1. Drunken Angel -- Lucinda Williams
2. Rainy Night in Georgia -- Hem (a Brook Benton cover)
3. Temporarily Blind -- Built to Spill
4. Ten Degrees and Getting Colder -- Nanci Griffith (a Gordon Lightfoot cover)
5. West Liberty -- Glossary (the best Southern Garage Rock band no one's ever heard of)
6. Short Life of Trouble -- Carolina Chocolate Drops
7. Whistling in the Dark -- They Might Be Giants
8. High Life -- Counting Crows
9. Psycho Killer -- Talking Heads
10. Happy Birthday -- "Weird Al" Yankovic
11. You Might Think -- The Cars
12. If I Could -- Jack Johnson
13. Again & Again -- The Bird & the Bee
14. Joy of Love -- Victoria Williams
15. Godspeed -- Mortal ( a Christian Industrial Metal Band from the '90s, no kidding)
16. Escape (The Pina Colada Song)-- Rupert Holmes (I know, but it's a guilty pleasure)
17. New Slang -- The Shins
18. Whatever Way the Wind Blows -- Kelly Willis
19. Nobody Gets a Smooth Ride -- The Choir
20. Just How Lonely -- Southern Culture on the Skids
21. Pretend -- King's X (one of the most eclectic heavy metal bands in their day)
22. Oh Molly Dear -- B.F. Shelton (an oldie but a goodie)
23. Past the Mission -- Tori Amos
24. Sandy Land -- The Whites (from "Down From the Mountain" O'Brother Soundtrack)
25. Gin and Juice -- The Gourds (a Snoop Dogg cover, I'd call it the "Hick-Hop" version)

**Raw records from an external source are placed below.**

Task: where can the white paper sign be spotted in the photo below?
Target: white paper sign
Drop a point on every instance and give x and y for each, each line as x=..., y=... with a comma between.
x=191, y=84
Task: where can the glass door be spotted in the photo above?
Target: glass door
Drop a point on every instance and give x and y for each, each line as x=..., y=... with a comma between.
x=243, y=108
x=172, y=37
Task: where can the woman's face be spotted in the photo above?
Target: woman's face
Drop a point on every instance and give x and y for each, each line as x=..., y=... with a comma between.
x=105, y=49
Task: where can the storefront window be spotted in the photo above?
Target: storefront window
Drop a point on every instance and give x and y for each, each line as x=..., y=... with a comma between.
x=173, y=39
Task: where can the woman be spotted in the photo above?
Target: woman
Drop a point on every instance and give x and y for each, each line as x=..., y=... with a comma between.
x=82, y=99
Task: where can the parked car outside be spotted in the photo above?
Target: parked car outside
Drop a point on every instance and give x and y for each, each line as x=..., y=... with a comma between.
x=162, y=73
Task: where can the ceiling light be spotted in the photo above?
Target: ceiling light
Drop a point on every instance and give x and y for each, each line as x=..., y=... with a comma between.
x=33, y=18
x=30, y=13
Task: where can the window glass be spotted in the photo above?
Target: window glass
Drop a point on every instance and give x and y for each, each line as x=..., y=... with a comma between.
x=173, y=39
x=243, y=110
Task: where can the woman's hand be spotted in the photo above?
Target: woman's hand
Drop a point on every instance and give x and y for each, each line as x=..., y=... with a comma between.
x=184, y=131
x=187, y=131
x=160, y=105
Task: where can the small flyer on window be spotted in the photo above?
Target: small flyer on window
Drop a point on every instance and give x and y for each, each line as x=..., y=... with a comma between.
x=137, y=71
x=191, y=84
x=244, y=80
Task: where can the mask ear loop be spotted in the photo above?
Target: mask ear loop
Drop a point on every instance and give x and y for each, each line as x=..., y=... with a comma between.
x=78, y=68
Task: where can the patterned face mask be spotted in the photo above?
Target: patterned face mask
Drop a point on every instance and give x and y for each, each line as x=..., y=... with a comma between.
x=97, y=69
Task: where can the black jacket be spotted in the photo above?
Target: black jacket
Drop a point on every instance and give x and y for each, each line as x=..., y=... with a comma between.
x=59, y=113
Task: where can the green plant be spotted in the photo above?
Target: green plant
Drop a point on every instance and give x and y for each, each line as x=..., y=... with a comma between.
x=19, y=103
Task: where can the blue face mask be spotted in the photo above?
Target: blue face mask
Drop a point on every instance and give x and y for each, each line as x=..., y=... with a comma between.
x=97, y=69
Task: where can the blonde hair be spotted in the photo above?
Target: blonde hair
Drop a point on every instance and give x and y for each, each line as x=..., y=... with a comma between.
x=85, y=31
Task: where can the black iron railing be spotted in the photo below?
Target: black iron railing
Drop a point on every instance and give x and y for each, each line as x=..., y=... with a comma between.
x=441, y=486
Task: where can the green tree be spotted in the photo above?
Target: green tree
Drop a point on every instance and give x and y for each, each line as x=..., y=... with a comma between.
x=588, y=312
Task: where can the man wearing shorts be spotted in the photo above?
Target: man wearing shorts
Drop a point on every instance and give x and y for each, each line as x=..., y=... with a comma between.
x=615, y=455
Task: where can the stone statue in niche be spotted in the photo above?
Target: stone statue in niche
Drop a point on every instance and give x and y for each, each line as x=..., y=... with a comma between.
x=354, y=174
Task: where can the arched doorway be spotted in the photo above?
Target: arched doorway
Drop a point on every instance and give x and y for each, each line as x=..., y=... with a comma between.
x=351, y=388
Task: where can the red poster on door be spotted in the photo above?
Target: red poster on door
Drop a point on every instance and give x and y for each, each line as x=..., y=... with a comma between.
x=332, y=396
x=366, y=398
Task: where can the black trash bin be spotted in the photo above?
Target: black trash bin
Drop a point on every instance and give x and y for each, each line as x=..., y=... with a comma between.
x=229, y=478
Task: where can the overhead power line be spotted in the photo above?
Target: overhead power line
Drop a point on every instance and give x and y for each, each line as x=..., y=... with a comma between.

I don't consider myself a music snob, unless it's that modern top 40 corporate mess, but if you are like me you like what you like. One thing I will say about Ipods, I forsee the death of the concept album with this new techology where you purchase only the songs you want. For me, I couldn't listen to Pink Floyd's Dark Side of the Moon or The Beatles Sargeant Pepper's albums without listening to the whole thing. Each song fits with the next one and connects to the one before it in some way. It's kind of like what happened to album artwork. In a way it died with the vinyl record. Most of the time ITunes doesn't have the album artwork of CDs I transfer to my playlists, anyway. I hope, however, that there will always be those dusty music stores you can walk into and dig through record bins or pick out a use CD for 3 bucks while listening to the cashier's album pick of the hour.